After finishing this short, unsuccessful trip, we came back to Indianapolis, and the dissension among the orchestra members, petty jealousies and criticisms that the situation seemed to breed, cooled my ambition to become a professional musician. Prior to this I had seen only the sunny side of professional life, especially since I had never spent much time talking with the men, my practicing keeping me occupied in all my spare moments. Now there was a lack of money to pay my running expenses, and business was very poor, which I believed was due to our "strike" at the theatre.

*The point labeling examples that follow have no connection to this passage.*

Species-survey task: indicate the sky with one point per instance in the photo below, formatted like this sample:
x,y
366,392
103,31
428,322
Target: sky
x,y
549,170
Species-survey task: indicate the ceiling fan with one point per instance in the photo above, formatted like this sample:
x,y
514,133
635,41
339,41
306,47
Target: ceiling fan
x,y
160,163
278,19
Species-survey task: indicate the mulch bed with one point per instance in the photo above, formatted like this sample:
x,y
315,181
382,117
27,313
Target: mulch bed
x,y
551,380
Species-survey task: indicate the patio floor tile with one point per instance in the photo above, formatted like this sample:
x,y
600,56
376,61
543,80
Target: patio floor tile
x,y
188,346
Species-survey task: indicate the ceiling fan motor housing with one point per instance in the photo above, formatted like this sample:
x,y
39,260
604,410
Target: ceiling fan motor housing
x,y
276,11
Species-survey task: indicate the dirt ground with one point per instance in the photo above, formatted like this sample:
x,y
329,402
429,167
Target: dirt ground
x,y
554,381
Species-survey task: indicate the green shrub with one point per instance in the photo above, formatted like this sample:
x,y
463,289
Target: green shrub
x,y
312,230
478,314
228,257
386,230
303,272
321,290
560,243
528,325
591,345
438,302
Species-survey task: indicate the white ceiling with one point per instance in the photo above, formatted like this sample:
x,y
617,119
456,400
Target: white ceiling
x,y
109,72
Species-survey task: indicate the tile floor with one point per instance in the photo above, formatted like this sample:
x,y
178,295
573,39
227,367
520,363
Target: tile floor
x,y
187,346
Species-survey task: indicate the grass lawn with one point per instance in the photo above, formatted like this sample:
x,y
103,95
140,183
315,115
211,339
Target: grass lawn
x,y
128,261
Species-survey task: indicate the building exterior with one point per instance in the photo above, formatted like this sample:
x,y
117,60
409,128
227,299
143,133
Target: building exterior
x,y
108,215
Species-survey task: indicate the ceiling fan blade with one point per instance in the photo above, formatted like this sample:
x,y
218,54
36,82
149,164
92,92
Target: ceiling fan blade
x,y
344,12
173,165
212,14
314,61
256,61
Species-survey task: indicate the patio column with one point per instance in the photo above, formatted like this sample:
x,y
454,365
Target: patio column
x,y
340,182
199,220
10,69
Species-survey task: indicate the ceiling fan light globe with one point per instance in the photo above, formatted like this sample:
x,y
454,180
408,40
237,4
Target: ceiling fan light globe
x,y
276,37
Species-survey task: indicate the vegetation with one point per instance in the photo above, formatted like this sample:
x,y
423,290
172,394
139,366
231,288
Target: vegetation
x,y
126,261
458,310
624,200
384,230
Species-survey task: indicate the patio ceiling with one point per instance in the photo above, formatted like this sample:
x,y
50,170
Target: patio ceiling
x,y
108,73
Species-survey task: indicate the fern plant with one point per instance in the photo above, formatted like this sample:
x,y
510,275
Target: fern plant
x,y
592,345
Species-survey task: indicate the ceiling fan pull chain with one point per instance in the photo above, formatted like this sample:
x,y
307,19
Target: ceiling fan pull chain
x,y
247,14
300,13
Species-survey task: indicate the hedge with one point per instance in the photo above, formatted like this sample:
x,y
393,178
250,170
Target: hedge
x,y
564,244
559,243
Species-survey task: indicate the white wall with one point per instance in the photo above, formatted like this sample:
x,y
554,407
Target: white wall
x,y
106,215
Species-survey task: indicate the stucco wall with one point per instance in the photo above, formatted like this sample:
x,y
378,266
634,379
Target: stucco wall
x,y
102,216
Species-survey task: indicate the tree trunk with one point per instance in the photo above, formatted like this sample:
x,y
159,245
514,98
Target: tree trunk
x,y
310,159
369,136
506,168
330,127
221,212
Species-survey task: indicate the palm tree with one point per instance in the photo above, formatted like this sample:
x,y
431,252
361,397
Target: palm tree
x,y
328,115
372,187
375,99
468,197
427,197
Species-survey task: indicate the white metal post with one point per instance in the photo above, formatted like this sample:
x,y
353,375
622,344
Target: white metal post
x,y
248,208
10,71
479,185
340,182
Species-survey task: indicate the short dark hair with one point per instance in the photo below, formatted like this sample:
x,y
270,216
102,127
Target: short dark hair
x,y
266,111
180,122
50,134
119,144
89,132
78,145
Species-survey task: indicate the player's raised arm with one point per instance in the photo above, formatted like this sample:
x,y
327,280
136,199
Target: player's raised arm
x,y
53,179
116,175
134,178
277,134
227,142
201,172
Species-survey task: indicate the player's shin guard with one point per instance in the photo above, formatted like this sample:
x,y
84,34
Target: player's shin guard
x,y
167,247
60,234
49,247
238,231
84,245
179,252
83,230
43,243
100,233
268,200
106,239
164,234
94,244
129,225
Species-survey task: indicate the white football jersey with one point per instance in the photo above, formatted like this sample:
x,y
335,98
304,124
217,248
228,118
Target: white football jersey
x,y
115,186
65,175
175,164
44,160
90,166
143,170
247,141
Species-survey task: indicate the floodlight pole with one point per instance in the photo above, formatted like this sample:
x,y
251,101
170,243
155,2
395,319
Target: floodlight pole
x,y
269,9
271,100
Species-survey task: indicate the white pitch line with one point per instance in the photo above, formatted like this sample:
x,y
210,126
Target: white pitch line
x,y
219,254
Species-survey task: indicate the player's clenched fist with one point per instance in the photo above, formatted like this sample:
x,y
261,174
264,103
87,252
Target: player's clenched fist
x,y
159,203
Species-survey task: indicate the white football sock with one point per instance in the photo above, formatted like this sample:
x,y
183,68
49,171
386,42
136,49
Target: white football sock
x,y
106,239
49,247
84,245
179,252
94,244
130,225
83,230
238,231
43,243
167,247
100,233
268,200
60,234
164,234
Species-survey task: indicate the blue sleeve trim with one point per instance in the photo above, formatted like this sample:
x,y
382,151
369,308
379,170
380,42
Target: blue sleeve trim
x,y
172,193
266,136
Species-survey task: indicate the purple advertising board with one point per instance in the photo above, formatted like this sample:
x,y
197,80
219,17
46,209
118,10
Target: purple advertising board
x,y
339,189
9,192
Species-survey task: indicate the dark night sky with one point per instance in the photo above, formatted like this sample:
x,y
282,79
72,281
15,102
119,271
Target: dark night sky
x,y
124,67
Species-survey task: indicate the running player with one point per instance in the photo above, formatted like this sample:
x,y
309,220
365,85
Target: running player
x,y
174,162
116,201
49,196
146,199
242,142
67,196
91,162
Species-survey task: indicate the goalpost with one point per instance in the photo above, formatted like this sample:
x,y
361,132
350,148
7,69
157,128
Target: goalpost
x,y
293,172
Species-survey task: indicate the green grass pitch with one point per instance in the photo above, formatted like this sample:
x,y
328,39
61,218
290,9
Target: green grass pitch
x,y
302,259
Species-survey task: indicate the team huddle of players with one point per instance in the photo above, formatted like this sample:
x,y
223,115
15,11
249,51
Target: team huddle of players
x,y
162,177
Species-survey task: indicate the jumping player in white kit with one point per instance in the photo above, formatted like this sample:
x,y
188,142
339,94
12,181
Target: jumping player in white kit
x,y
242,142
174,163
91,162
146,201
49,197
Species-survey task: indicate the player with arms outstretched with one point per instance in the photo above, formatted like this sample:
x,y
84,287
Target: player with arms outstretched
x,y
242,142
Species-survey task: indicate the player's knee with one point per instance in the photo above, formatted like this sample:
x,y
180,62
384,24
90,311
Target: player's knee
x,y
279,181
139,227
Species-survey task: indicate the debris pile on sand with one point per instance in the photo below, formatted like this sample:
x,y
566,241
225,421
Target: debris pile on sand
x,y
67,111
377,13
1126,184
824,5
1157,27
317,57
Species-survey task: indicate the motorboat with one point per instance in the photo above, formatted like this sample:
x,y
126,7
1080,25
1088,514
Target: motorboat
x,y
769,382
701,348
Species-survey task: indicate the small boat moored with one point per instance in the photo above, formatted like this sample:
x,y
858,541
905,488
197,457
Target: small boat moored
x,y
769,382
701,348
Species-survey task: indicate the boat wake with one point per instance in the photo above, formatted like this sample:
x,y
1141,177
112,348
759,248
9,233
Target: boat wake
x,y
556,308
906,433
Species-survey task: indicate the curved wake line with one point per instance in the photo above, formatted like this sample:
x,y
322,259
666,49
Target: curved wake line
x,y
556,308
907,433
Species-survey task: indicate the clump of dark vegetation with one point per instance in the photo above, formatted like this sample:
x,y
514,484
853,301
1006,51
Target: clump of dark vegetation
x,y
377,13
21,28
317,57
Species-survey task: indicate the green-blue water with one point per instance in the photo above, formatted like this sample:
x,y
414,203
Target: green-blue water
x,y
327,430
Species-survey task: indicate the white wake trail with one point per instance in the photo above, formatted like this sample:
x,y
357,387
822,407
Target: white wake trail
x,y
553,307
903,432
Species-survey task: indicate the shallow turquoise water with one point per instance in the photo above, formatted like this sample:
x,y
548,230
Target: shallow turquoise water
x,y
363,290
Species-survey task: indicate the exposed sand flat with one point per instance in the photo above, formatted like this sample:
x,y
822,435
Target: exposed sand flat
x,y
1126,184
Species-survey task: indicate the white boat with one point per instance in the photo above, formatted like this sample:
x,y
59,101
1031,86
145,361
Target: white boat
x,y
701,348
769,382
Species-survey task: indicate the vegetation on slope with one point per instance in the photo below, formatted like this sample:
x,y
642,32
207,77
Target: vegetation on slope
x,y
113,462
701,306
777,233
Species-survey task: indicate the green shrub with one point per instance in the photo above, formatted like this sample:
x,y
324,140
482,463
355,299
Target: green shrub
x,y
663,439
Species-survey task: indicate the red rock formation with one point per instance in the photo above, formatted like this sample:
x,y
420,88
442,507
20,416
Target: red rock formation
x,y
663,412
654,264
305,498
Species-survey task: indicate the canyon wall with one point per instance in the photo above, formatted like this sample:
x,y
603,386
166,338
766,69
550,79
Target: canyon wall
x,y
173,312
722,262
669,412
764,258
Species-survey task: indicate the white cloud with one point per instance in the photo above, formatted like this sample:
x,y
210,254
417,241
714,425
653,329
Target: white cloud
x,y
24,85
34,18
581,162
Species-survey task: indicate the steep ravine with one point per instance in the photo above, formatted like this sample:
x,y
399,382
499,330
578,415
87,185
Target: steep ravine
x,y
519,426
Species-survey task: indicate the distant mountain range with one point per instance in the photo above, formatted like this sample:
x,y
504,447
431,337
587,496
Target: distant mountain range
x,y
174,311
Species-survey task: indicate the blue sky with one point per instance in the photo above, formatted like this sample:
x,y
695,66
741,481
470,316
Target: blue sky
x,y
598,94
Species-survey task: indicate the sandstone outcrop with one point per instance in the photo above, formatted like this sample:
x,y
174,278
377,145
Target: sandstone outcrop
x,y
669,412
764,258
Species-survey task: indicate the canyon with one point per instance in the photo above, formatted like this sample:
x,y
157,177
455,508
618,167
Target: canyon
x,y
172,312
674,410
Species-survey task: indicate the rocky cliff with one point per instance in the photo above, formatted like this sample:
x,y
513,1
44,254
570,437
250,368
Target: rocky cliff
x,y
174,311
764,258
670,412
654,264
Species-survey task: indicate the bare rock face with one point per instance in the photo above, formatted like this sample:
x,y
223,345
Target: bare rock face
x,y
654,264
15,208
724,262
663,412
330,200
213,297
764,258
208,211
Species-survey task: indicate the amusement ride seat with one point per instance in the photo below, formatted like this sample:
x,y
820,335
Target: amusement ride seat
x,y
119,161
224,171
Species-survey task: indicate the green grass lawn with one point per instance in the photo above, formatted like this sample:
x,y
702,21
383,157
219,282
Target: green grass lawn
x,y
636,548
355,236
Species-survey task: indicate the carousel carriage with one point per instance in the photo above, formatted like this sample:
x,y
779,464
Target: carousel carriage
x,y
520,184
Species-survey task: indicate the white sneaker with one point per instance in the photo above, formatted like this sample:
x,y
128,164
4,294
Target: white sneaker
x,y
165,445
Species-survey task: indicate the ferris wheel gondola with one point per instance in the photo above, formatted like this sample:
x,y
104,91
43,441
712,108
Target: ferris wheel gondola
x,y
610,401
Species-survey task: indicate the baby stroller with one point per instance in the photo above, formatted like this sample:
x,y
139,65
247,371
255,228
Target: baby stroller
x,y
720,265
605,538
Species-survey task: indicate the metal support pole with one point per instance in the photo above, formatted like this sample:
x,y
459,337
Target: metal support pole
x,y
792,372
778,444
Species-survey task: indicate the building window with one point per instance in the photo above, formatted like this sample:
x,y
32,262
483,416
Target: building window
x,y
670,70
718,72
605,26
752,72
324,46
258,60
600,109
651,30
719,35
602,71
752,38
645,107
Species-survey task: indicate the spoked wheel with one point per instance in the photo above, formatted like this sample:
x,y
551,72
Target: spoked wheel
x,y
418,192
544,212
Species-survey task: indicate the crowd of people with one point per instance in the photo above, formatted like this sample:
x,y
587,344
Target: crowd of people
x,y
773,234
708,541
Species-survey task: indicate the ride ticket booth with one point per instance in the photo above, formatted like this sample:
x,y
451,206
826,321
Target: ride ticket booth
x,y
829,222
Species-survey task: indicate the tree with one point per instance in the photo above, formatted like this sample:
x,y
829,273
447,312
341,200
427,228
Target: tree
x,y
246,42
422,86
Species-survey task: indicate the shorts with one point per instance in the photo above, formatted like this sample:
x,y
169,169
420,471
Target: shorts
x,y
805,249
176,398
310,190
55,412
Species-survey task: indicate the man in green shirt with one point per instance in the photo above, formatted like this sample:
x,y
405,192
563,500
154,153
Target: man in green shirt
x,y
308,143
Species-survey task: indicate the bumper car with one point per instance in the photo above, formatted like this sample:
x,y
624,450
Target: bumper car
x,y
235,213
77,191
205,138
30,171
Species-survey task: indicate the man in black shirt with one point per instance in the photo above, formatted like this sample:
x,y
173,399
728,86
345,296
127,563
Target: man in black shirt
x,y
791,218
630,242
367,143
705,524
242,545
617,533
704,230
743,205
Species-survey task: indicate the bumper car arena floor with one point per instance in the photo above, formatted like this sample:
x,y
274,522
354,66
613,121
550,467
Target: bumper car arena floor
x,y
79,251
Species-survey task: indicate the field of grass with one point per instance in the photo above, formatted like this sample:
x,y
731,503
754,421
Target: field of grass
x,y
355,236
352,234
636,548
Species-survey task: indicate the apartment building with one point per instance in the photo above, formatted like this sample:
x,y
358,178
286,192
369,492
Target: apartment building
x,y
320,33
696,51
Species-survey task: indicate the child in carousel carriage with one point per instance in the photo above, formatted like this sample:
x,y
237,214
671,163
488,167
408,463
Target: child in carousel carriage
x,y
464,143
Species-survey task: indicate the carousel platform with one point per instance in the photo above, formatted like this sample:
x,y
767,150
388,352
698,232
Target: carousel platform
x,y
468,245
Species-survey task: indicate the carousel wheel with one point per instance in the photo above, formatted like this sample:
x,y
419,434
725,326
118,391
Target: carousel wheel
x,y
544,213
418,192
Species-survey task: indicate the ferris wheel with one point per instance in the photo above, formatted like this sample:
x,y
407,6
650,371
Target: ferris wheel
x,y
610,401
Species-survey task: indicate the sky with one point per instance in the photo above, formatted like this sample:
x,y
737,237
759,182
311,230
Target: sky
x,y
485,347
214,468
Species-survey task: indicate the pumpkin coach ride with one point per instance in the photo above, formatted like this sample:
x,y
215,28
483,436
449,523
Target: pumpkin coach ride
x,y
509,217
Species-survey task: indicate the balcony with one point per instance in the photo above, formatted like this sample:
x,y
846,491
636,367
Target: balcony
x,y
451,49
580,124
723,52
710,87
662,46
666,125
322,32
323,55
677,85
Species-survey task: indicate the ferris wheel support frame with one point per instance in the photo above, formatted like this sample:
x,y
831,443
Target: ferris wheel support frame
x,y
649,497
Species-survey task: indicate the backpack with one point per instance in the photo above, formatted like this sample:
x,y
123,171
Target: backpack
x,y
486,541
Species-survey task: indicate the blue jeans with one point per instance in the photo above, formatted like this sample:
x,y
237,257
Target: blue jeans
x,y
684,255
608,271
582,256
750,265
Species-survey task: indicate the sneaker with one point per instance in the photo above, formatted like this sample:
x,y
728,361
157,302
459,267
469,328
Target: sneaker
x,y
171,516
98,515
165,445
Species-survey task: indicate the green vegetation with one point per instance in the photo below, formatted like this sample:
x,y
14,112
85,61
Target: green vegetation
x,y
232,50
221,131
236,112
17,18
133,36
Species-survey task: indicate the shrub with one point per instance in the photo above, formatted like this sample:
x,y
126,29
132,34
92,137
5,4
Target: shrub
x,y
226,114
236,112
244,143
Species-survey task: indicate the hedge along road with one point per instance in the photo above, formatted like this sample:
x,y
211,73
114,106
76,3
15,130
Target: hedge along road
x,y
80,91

I began to realize that if I ever expected to make anything out of my life as a businessman, it was high time to get started, for I was now nineteen years old. After my parents had moved to Rochester, New York, their letters again urged me to come home and get into some good business, and this, also, had some influence on me now. I made up my mind to take fathers reiterated advice, and try for a connection in some business house. This time I left Indianapolis for good, and arrived home in Rochester early in December, 1886, prepared to give up music altogether. First of all, as the Y.M.C.A. had helped so many industrious boys, I joined the organization, placed my name on the register of applicants for any kind of employment to start at any salary, and waited. A couple of weeks passed, but still nothing turned up. Meanwhile, I canvassed the whole town, going from store to store, asking if a good healthy boy were needed, but with no better results. There did not seem to be a single vacancy in any line of busines.